Running the Pipeline

Installing Dependencies

  • You can run pip install -r requirements.txt to install all the pip dependencies.
  • After that, you would need to install the BLINK library from here. This is required to fetch the data from Wikipedia.

Running The Scripts

Since all of our scripts work in a sequential manner, with the output of one feeding into the input another, we have come up with an easy bash script that executes the required Python scripts in order. To run the entire pipeline, just do:

chmod +x ./run.sh
./run.sh

This will run all the scripts and copy final.json to the root directory of the project.

Note: The entire pipleline may take a few hours to run, as the scripts need to make a lot of web request to fetch all the required data.
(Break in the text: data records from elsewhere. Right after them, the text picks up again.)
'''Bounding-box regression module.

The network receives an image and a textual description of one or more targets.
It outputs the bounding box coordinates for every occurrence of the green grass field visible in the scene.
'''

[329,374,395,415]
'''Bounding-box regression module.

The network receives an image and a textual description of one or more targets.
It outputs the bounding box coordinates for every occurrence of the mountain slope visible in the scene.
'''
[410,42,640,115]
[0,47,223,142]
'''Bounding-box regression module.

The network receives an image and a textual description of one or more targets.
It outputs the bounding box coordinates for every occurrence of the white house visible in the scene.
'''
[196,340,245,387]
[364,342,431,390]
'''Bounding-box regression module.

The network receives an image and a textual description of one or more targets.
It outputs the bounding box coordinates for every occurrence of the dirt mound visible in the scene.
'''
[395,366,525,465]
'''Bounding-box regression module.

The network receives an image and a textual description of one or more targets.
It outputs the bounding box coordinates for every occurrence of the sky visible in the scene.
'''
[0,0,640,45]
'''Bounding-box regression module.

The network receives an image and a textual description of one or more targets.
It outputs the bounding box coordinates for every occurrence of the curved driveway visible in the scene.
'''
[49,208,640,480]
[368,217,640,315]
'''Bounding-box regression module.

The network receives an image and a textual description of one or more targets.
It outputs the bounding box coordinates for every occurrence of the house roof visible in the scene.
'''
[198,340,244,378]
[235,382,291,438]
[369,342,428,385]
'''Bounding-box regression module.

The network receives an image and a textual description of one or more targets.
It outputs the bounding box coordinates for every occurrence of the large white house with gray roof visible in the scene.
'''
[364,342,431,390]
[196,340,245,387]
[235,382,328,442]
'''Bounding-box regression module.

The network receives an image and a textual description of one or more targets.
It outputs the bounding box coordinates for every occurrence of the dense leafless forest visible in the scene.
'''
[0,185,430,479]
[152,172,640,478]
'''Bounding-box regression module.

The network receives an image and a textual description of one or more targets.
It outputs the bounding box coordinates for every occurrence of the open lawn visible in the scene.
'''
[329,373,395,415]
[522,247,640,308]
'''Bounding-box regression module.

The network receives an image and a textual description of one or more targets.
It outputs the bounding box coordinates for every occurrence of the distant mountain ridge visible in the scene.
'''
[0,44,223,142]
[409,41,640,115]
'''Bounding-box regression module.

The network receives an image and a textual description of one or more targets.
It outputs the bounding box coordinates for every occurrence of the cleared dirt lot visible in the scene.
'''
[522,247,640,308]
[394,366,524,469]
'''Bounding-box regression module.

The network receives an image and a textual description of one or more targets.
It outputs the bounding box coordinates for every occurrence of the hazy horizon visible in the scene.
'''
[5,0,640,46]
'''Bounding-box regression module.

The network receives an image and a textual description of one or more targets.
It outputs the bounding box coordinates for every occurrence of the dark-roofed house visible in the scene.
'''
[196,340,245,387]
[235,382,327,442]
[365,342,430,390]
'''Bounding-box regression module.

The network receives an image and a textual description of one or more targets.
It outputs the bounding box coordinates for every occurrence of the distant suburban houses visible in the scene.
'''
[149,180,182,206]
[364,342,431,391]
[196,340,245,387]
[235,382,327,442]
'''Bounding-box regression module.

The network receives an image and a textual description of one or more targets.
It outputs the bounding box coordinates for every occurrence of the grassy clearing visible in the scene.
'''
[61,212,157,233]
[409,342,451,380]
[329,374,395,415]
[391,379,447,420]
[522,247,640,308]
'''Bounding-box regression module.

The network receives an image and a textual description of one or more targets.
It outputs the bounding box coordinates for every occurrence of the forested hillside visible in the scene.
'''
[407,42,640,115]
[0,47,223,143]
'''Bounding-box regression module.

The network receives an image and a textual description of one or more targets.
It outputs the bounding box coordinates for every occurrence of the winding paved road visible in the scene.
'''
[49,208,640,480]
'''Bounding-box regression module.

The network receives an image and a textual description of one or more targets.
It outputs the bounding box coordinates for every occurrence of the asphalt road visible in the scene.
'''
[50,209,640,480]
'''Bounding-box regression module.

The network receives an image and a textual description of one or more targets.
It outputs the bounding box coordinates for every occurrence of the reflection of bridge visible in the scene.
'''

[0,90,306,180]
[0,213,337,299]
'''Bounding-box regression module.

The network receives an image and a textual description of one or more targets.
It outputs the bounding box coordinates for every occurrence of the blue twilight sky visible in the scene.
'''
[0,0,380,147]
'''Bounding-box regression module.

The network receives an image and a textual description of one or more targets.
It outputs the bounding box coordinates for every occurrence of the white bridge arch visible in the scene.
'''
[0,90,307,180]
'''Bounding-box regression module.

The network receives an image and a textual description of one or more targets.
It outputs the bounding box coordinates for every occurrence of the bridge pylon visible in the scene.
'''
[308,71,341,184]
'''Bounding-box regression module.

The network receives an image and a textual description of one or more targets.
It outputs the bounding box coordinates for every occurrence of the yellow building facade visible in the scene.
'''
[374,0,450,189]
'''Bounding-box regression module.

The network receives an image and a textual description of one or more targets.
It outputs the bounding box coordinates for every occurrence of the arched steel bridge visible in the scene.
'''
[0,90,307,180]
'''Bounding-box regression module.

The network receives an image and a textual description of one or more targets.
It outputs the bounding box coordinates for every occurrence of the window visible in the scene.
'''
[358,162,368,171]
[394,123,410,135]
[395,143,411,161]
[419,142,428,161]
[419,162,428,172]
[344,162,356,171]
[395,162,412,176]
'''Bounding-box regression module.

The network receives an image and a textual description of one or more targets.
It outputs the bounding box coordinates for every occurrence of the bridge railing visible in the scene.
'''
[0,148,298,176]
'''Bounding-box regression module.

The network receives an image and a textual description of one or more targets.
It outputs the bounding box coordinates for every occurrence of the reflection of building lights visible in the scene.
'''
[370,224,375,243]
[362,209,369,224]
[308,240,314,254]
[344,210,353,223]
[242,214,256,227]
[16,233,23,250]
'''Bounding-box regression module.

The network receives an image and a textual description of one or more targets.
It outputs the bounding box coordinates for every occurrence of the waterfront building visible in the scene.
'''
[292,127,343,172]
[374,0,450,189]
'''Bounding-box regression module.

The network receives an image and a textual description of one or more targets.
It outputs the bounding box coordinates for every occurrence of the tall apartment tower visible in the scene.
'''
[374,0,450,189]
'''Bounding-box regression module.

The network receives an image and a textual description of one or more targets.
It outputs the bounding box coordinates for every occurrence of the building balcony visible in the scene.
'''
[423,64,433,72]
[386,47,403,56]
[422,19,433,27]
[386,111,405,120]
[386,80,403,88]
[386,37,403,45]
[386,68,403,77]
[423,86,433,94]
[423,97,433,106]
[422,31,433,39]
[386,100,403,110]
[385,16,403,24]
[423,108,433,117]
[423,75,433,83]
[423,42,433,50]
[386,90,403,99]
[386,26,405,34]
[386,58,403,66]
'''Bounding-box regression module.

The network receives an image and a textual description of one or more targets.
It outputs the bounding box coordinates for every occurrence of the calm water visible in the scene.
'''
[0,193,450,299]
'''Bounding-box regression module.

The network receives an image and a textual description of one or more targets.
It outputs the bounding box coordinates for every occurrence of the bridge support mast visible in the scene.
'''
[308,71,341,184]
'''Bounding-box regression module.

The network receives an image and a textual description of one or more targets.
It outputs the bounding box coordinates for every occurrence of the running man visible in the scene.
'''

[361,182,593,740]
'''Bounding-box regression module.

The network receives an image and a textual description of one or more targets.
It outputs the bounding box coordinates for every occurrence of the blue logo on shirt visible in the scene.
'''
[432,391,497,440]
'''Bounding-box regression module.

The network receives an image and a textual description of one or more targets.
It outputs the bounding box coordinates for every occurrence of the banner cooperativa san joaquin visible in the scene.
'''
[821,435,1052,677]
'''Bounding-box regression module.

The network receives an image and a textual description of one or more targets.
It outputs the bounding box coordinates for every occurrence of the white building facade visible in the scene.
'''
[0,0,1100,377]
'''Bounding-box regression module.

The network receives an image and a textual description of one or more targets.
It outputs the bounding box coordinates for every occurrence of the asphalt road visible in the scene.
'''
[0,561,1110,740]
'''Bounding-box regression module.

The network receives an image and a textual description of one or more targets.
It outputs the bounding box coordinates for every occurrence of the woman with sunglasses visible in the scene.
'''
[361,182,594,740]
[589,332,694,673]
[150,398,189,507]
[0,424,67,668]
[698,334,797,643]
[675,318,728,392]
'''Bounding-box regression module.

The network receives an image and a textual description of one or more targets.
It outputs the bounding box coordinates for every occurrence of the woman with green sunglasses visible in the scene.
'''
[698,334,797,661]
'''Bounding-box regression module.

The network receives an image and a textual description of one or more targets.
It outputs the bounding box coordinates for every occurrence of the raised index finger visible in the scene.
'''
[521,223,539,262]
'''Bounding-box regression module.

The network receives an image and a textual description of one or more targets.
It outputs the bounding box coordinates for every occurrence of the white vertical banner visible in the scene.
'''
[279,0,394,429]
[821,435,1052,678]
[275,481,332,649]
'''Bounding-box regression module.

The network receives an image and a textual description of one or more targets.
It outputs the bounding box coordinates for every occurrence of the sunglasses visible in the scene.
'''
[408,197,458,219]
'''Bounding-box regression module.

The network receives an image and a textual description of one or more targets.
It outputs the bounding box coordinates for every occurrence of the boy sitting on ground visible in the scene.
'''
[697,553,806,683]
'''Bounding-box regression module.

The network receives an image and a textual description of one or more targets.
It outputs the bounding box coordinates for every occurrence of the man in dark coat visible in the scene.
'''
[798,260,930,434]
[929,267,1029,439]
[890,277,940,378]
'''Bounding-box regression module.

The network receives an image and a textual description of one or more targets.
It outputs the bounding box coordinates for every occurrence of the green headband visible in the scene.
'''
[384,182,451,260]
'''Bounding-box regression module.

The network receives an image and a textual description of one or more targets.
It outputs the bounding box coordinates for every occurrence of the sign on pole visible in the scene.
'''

Note: run.sh won't generate the plot files, as those files have been manually saved from the notebooks. It will however show the plots in a window, so you can choose to manually save them if you like.

You can run individual scripts as well if you want, however, it is important that you run them from the scripts/ directory as the paths for the data files have been written relative to their location from the scripts/ directory. For example:

❌ Incorrect:

python3 scripts/pl_scraper.py

✔️ Correct:

cd scripts
python3 pl_scraper.py

run.sh already takes this into account, so that can be run directly from the root directory of the project.